If you enjoyed other Grand Theft Auto titles, I highly recommend trying San Andreas. It’s dated now, but still as good. And, FYI, it’s available on both Steam and the PlayStation Store for PS4.
Grand Theft Auto V
It seems that when I discuss Grand Theft Auto V, many people first bring up the online aspect. Some people haven’t even played through the story. Which is disappointing for me, because the story and its characters is where this game really shines. In my opinion, it’s a masterpiece. I was hooked from the start.

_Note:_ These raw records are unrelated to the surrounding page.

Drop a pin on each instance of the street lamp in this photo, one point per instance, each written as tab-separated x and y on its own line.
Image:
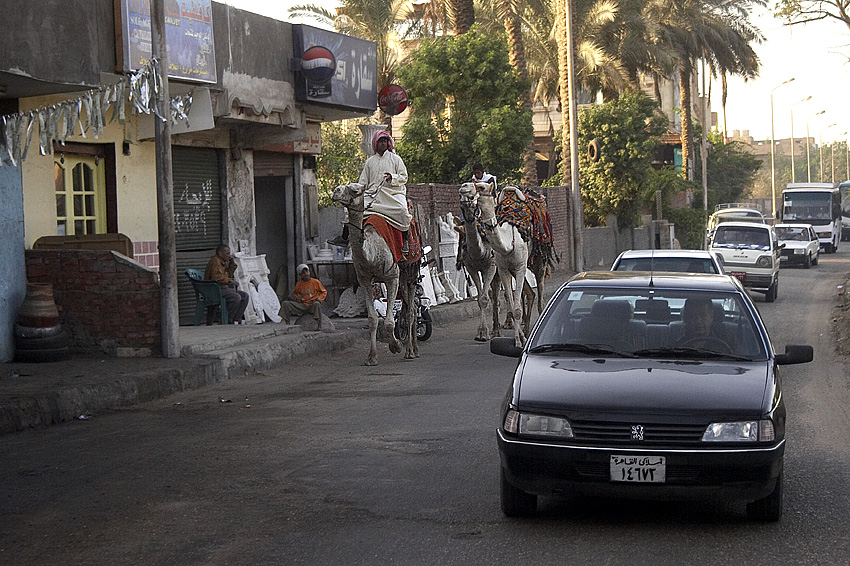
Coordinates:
832	154
808	161
773	151
820	148
793	149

The single player mode focuses on three different playable characters, Michael De Santa, Trevor Philips, and Franklin Clinton. Their lives converge as they attempt to pull off the perfect bank heist. The three become unlikely friends, despite their dissimilarities and dark pasts. As the story unfolds, you glimpse the skeletons in their closets. And those closets are chock full. It has all of the great aspects of other GTA titles: madness, mayhem, and the occasional hooker. But the characters take on a life of their own. I’ve become especially attached to Trevor, the white trash psychopath of the group for his off-the-wall antics.

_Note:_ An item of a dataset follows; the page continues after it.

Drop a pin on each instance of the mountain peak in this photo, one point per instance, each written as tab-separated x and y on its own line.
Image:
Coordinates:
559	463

So, if you’re waiting for a sign to give story mode a try, this is it. Play it! And tell me what you think!
Resident Evil 4
Released in 2005, Resident Evil 4 was my first survival-horror video game. And while it scared the shit out of me, I couldn’t put it down. Even though the mind-controlled, chainsaw-wielding villagers haunted my nightmares every night, I couldn’t get enough.
The U.S. President’s daughter has been kidnapped by an ominous cult hidden away in the back-country of Spain. You play as special agent, Leon S. Kennedy, tasked with rescuing her and dismantling the cult. Along the way, Leon fights his way through hordes of hostile cultists and grotesque monsters. Perhaps it seems like a simple plot, but there are many aspects of the cult and their motives shrouded in mystery and it’s your job to bring them to light.
Looking back, there are definitely some facets of the game that are kitschy and silly. And I mean that in the best way possible. It brings some humor into an otherwise grim game. My sister and I have plenty of inside jokes that have stemmed from it. If you’re down for an old school play, Resident Evil 4 is a classic.
Sadly, I had to cut a bunch of amazing games out of my list. Otherwise this bad boy would be a ten-page essay. But I wanted to give these games a shout out because I love them. If you haven’t played them yet, I strongly recommend you check them out!